Four years passed, Google gave me this answer. With the standard C++11 (aka C++0x) there is actually a new pleasant way of doing this (at the price of breaking backward compatibility): the new auto
keyword. It saves you the pain of having to explicitly specify the type of the iterator to use (repeating the vector type again), when it is obvious (to the compiler), which type to use. With v
being your vector
, you can do something like this:
for ( auto i = v.begin(); i != v.end(); i++ ) {
std::cout << *i << std::endl;
}
C++11 goes even further and gives you a special syntax for iterating over collections like vectors.
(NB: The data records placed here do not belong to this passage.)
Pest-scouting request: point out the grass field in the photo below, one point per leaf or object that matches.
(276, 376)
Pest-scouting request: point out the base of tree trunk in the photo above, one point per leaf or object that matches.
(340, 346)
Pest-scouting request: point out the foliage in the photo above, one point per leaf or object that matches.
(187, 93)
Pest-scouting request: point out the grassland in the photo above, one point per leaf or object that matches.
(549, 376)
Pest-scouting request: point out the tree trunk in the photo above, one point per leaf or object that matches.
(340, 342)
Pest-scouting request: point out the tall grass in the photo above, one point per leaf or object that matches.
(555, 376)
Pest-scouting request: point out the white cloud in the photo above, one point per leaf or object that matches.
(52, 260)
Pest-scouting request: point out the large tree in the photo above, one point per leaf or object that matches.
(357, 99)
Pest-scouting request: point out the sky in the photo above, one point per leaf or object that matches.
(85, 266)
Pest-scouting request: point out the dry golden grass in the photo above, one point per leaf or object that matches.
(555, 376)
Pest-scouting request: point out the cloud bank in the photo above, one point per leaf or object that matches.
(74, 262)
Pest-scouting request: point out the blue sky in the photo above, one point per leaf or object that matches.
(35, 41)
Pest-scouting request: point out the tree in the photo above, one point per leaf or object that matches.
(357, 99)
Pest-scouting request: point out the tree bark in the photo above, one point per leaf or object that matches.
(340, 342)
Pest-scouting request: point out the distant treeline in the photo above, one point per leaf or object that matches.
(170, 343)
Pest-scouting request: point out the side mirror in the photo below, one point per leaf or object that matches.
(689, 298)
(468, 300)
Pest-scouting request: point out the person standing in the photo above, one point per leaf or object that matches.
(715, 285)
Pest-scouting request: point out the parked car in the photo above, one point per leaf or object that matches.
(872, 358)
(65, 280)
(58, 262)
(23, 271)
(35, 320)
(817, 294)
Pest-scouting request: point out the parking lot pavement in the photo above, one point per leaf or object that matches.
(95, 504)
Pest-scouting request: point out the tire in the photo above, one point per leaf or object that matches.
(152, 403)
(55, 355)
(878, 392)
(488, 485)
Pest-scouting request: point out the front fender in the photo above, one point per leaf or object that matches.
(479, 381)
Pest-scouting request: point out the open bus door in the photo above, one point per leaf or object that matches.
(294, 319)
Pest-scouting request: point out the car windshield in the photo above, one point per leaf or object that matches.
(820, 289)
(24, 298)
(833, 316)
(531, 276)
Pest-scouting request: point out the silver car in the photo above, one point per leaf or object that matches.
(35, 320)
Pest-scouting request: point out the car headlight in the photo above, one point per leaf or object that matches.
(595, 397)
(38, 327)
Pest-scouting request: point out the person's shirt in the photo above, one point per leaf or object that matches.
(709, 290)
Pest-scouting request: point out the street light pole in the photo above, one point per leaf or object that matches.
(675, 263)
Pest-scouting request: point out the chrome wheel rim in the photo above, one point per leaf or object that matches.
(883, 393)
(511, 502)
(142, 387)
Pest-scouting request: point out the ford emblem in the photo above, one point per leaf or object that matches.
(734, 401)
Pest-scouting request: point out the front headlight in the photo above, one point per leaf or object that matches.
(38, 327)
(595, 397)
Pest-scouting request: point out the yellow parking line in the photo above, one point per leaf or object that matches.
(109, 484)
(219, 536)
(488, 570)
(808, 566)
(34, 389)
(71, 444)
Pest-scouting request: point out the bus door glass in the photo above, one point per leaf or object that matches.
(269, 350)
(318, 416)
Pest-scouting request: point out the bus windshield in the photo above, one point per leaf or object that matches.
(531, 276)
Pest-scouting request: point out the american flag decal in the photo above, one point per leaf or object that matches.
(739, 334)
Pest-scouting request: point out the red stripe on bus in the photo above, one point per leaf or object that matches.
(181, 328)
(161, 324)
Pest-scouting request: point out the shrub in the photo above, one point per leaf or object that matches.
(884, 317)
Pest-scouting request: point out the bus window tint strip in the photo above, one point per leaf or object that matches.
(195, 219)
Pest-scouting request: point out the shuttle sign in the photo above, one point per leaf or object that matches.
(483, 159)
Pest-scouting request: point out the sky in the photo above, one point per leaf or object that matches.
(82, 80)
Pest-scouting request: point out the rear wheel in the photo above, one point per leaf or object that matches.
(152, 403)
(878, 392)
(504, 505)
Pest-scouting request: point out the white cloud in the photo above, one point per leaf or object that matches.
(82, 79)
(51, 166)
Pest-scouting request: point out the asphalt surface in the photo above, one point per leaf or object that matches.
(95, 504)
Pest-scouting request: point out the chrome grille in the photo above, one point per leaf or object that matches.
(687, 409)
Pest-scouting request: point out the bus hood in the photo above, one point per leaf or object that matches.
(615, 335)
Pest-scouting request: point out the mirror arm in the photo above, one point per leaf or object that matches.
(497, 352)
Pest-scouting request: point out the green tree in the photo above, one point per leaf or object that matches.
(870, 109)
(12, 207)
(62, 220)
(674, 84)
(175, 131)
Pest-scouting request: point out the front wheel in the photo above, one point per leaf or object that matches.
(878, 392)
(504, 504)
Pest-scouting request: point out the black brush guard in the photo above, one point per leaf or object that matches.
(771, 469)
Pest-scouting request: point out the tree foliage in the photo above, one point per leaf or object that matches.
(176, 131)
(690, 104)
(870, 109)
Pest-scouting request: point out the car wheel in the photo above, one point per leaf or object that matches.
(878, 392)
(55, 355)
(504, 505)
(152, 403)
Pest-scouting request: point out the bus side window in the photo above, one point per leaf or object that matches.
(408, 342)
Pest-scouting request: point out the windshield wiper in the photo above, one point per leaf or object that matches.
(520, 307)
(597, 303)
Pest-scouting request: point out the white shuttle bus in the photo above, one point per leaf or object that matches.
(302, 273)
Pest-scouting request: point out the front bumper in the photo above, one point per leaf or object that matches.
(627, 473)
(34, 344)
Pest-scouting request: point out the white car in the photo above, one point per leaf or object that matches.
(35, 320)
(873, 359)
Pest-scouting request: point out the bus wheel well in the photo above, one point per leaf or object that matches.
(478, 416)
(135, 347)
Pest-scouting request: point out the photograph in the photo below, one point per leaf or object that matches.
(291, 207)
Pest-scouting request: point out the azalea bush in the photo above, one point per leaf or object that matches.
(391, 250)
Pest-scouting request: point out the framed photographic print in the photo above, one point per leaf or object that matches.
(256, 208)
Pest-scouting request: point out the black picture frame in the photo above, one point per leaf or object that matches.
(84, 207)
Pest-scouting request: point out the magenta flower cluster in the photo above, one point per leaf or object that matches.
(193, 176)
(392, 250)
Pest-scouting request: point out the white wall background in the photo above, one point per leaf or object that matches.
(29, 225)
It removes the necessity of writing things that are always the same:
for ( auto &i : v ) {
std::cout << i << std::endl;
}
To see it in a working program, build a file auto.cpp
:
#include <vector>
#include <iostream>
int main(void) {
std::vector<int> v = std::vector<int>();
v.push_back(17);
v.push_back(12);
v.push_back(23);
v.push_back(42);
for ( auto &i : v ) {
std::cout << i << std::endl;
}
return 0;
}
As of writing this, when you compile this with g++, you normally need to set it to work with the new standard by giving an extra flag:
g++ -std=c++0x -o auto auto.cpp
Now you can run the example:
$ ./auto
17
12
23
42
Please note that the instructions on compiling and running are specific to gnu c++ compiler on Linux, the program should be platform (and compiler) independent.